Unhealthy beliefs about ourselves and the world, instilled in childhood, become rigid rules that may need to be violated. Family dictums such as, “don’t talk about it”, “don’t share feelings”, or “it’s selfish to take care of yourself,” are some of the old beliefs that have ruled us and must be challenged if we are to find inner peace. We can expect, and even celebrate, uncomfortable feelings when they come up for us, learning to see them as opportunities for freeing ourselves of the painful beliefs that keep us trapped in negative patterns of behaviour.
Sometimes we simply need to sit with an uncomfortable feeling such as guilt, without acting on it. Guilt does not necessarily imply that we have behaved wrong or unethically. Guilt is often a learned response. Sometimes guilt just means that we’ve broken a dysfunctional family pattern.

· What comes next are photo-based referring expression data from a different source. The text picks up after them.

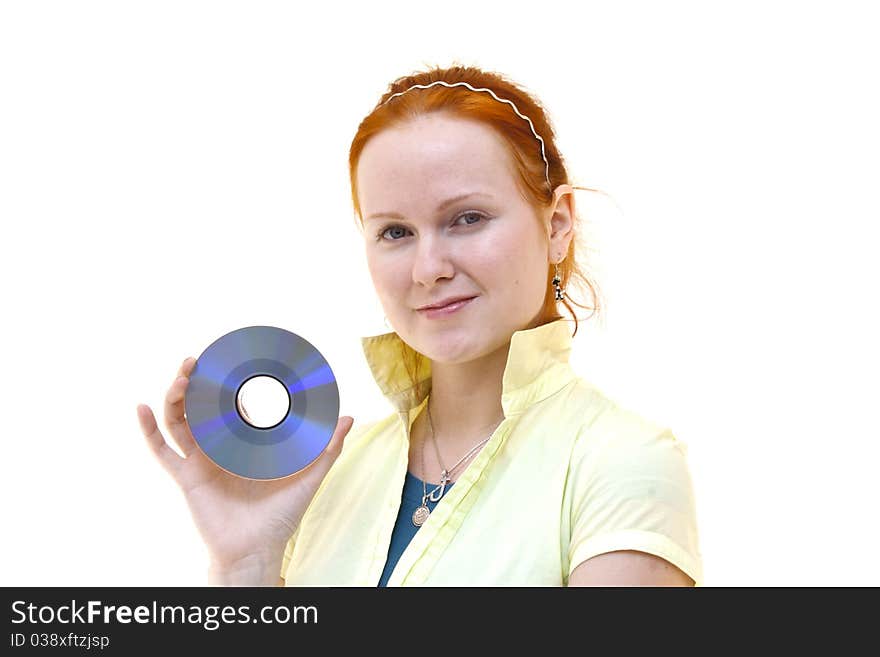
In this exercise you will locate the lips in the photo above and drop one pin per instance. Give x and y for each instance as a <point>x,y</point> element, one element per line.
<point>445,303</point>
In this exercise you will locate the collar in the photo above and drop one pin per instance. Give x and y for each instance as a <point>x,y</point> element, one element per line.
<point>537,367</point>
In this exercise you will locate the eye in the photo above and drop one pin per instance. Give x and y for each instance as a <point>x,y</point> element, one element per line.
<point>386,229</point>
<point>401,231</point>
<point>470,214</point>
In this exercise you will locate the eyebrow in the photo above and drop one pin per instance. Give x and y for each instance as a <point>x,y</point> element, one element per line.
<point>445,204</point>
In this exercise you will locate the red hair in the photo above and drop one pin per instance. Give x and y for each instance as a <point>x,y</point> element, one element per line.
<point>523,147</point>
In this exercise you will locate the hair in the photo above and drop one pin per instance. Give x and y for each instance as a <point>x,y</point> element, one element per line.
<point>529,166</point>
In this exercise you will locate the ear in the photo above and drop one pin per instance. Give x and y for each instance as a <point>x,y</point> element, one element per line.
<point>561,224</point>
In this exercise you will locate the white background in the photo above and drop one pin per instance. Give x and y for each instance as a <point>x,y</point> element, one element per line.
<point>171,171</point>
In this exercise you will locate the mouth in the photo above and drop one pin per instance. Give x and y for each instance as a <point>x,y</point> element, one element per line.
<point>448,309</point>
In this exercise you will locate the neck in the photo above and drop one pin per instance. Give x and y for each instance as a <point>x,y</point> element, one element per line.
<point>465,399</point>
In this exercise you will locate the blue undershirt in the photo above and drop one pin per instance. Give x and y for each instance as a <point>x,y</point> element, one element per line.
<point>404,529</point>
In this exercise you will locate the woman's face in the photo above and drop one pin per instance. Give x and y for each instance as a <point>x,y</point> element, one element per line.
<point>488,245</point>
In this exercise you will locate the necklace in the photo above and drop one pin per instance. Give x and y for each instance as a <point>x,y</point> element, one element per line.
<point>421,514</point>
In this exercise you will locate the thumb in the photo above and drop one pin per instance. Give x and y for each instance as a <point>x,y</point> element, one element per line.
<point>343,426</point>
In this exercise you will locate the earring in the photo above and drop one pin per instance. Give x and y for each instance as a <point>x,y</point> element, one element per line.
<point>556,281</point>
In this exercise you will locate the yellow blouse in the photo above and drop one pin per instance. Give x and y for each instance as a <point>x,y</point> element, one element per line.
<point>567,475</point>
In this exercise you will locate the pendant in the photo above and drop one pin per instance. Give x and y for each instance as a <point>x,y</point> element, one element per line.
<point>421,515</point>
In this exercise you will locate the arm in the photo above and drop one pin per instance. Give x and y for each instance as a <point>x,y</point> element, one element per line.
<point>628,568</point>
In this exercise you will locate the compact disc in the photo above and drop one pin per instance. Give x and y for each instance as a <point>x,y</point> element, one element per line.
<point>220,423</point>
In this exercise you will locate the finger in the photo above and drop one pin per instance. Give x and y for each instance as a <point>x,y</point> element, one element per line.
<point>186,367</point>
<point>166,456</point>
<point>174,414</point>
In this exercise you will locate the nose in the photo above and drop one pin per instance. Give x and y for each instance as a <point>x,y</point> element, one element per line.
<point>431,261</point>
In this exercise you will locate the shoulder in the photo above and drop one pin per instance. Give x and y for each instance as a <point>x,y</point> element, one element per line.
<point>611,433</point>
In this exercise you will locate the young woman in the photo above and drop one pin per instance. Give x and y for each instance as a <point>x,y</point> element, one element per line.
<point>500,465</point>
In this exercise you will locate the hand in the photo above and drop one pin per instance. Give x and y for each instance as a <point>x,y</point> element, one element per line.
<point>237,518</point>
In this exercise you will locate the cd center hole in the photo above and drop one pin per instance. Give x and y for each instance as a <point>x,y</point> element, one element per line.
<point>263,402</point>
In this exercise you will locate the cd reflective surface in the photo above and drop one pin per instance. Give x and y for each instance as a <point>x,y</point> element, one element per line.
<point>229,437</point>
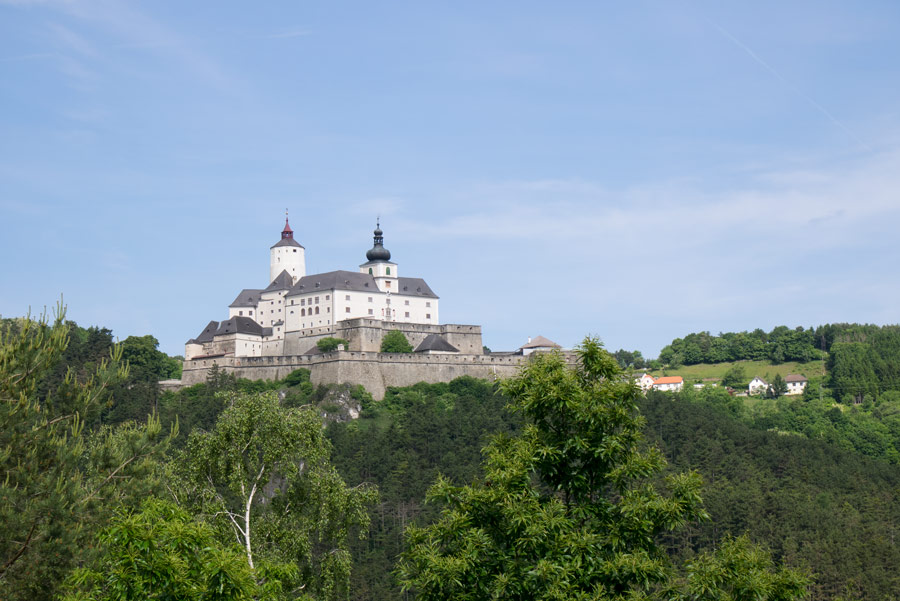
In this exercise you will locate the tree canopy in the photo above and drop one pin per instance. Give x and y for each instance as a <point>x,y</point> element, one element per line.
<point>567,511</point>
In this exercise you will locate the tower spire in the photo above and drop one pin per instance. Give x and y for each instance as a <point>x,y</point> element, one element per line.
<point>287,232</point>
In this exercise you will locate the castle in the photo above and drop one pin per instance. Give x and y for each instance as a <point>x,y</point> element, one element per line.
<point>271,331</point>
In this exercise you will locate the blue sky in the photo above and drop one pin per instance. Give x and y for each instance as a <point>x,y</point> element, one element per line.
<point>636,171</point>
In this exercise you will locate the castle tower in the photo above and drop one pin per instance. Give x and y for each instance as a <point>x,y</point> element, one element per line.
<point>379,263</point>
<point>287,255</point>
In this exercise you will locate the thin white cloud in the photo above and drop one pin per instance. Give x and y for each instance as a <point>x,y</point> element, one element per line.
<point>299,33</point>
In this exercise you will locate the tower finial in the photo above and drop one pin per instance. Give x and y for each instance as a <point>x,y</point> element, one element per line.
<point>287,232</point>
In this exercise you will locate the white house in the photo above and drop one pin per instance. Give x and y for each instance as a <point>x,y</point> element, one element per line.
<point>796,383</point>
<point>645,381</point>
<point>671,383</point>
<point>757,386</point>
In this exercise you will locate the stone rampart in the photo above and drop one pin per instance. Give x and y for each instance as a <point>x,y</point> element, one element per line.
<point>376,371</point>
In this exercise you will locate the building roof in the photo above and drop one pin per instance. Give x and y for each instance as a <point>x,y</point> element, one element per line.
<point>206,335</point>
<point>239,325</point>
<point>335,280</point>
<point>287,236</point>
<point>287,242</point>
<point>540,342</point>
<point>434,342</point>
<point>248,297</point>
<point>282,281</point>
<point>414,287</point>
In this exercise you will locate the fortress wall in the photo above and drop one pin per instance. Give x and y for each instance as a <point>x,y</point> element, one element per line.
<point>375,371</point>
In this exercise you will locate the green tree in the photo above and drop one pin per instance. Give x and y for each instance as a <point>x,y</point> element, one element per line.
<point>60,481</point>
<point>263,477</point>
<point>329,343</point>
<point>395,342</point>
<point>566,511</point>
<point>159,552</point>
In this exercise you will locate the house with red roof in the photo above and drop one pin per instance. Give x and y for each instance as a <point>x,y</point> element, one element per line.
<point>671,383</point>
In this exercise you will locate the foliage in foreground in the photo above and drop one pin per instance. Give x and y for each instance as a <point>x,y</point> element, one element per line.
<point>159,552</point>
<point>262,477</point>
<point>61,481</point>
<point>566,511</point>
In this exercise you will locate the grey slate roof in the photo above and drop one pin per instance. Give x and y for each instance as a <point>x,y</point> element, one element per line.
<point>206,335</point>
<point>287,242</point>
<point>335,280</point>
<point>353,280</point>
<point>282,281</point>
<point>248,297</point>
<point>414,287</point>
<point>434,342</point>
<point>239,325</point>
<point>540,342</point>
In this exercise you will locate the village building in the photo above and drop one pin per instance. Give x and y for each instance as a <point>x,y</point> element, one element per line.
<point>757,386</point>
<point>669,383</point>
<point>645,381</point>
<point>796,383</point>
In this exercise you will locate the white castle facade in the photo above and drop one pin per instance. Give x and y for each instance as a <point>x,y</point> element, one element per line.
<point>295,310</point>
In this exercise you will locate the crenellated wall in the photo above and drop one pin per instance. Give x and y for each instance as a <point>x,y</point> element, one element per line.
<point>376,371</point>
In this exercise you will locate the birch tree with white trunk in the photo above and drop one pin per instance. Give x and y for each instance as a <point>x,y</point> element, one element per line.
<point>262,476</point>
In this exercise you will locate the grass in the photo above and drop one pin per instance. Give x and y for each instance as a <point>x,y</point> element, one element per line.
<point>763,369</point>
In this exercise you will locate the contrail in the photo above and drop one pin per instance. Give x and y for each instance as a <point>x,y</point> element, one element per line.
<point>789,85</point>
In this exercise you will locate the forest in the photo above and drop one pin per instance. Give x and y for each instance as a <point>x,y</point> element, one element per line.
<point>863,361</point>
<point>233,489</point>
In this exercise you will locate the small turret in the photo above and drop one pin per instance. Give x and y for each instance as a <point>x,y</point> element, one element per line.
<point>379,264</point>
<point>287,255</point>
<point>378,252</point>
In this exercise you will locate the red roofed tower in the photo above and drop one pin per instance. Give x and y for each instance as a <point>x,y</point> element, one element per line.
<point>287,255</point>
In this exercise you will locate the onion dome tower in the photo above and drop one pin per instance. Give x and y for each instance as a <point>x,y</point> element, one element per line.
<point>379,264</point>
<point>287,255</point>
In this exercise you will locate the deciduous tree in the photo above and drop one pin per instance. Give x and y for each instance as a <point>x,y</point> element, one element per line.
<point>566,511</point>
<point>263,476</point>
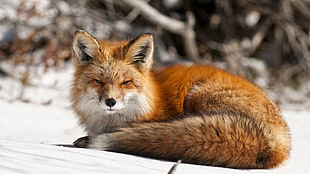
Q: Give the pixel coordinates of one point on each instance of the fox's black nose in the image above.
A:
(110, 102)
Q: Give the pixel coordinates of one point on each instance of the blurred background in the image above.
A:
(266, 41)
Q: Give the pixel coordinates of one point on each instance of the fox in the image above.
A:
(195, 113)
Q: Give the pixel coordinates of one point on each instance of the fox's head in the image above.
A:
(111, 77)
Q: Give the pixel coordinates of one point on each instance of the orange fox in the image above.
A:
(195, 113)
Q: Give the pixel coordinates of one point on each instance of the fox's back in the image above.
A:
(222, 91)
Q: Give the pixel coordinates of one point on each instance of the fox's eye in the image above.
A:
(98, 81)
(126, 82)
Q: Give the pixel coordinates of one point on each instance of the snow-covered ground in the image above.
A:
(30, 130)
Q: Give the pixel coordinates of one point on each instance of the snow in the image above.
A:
(30, 131)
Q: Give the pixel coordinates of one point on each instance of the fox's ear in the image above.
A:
(85, 47)
(140, 51)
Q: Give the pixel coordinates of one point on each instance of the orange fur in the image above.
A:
(197, 113)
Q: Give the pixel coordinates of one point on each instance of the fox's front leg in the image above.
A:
(82, 142)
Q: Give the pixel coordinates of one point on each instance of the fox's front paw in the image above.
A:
(82, 142)
(101, 142)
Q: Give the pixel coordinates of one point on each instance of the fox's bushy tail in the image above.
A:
(223, 140)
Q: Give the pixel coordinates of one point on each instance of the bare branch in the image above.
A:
(186, 30)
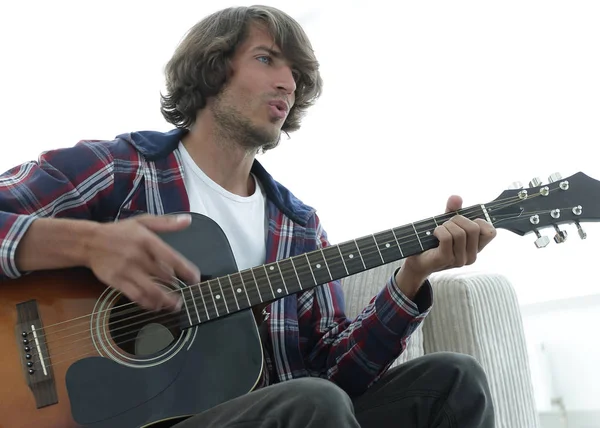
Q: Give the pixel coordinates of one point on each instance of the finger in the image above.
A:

I am reminded of a story I often hear among therapeutic circles about the way to cook a ham.
A little girl noticed her mother cutting the butt end off the ham to cook it for the family holiday dinner and asked, “Why do you cut off the end to cook it?” The mother without giving it a moment’s thought, replied, “Why, this is the way my mother always cooked a ham, so I know it’s the right way to do it!” Well, the little girls grandmother happened to live close by, so she visited her and asked her the same question, “Grandma, why do you cut the butt end off the ham before you cook it?” Her grandmother replied that her mother had taught her to cook a ham like that. Great granny happened to be visiting for the holiday so the little girl went to her and asked the same question — and this time she got the “real” answer “Child, when I was cooking hams back then, I only owned one baking pan and it was too small to hold a whole ham so I would cut the butt end off the ham to make it fit!”
This is how it happens. We follow, without question, family dictums and internalized beliefs that create nothing but misery.